À Creil, à quelques dizaines de kilomètres de Paris, des habitats précaires, élevés avec les déchets urbains collectés dans leur marche par leurs habitants aussi présents qu’invisibles dans leur exclusion. Là, à la périphérie de la cité, aux marges d’une frontière imperceptible, leur cheminement s’est arrêté. En perte des rapports, leurs itinéraires sont sans issue. Holzwege, chemins forestiers, chemins qui ne mènent nulle part ou fausses routes, le titre de la série, inspiré du recueil de textes de Martin Heidegger, pose la question de ces chemins « non frayés », l’énigme du destin de l’homme moderne, de la perte de son être.

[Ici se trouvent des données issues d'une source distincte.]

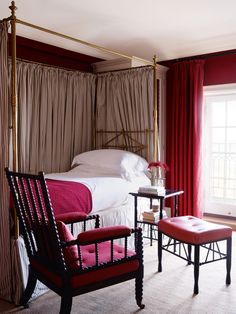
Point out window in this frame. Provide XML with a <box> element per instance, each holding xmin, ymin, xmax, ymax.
<box><xmin>203</xmin><ymin>84</ymin><xmax>236</xmax><ymax>217</ymax></box>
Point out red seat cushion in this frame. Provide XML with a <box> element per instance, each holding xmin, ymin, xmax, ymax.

L’exposition se clôt, dans le couloir, sur une photographie du Spreepark à Berlin. Sur fond de grande roue immobile, le T-Rex git au sol, le ventre en l’air, abandonné au milieu de ses congénères renversés du Dinoland et sous l’œil goguenard des cygnes de proue. Faillites et abandons répétés, la photographie dévoile tout son humour dans l’écho des qualificatifs, dinosaure, mammouth…, de temps disparus en politique : « retour aux temps archaïques […] les faits curieux et dignes d’intérêt sur la jeunesse de la terre et ses créatures », comme le disait la publicité… L’écho est aussi autre et rejoint dans les salles d’exposition, les photographies de la série Parcs d’attraction abandonnés, aujourd’hui détruits. La société du divertissement produit ses propres ruines, rejouant à son échelle dérisoire les ruines antiques gagnées et ensevelies par la végétation.
Contre Nature. Le titre de l’exposition, écrit avec une majuscule, entraîne vers la pluralité des sens, sens de chacun des mots et sens de l’expression, dans un jeu de correspondances et de références, visuelles, philosophiques, politiques, entre constat sévère, humour et ironie. Au sein des séries, traitées dans un style documentaire, comme entre les séries, l’accrochage fait se répondre territoires, espaces, lieux et non-lieux dont l’échelle s’émancipe bien au-delà du cadre de la photographie pour dresser le portrait d’une modernité aussi peu consciente de la valeur du paysage et des cicatrices que ses actions génèrent que sujette au doute.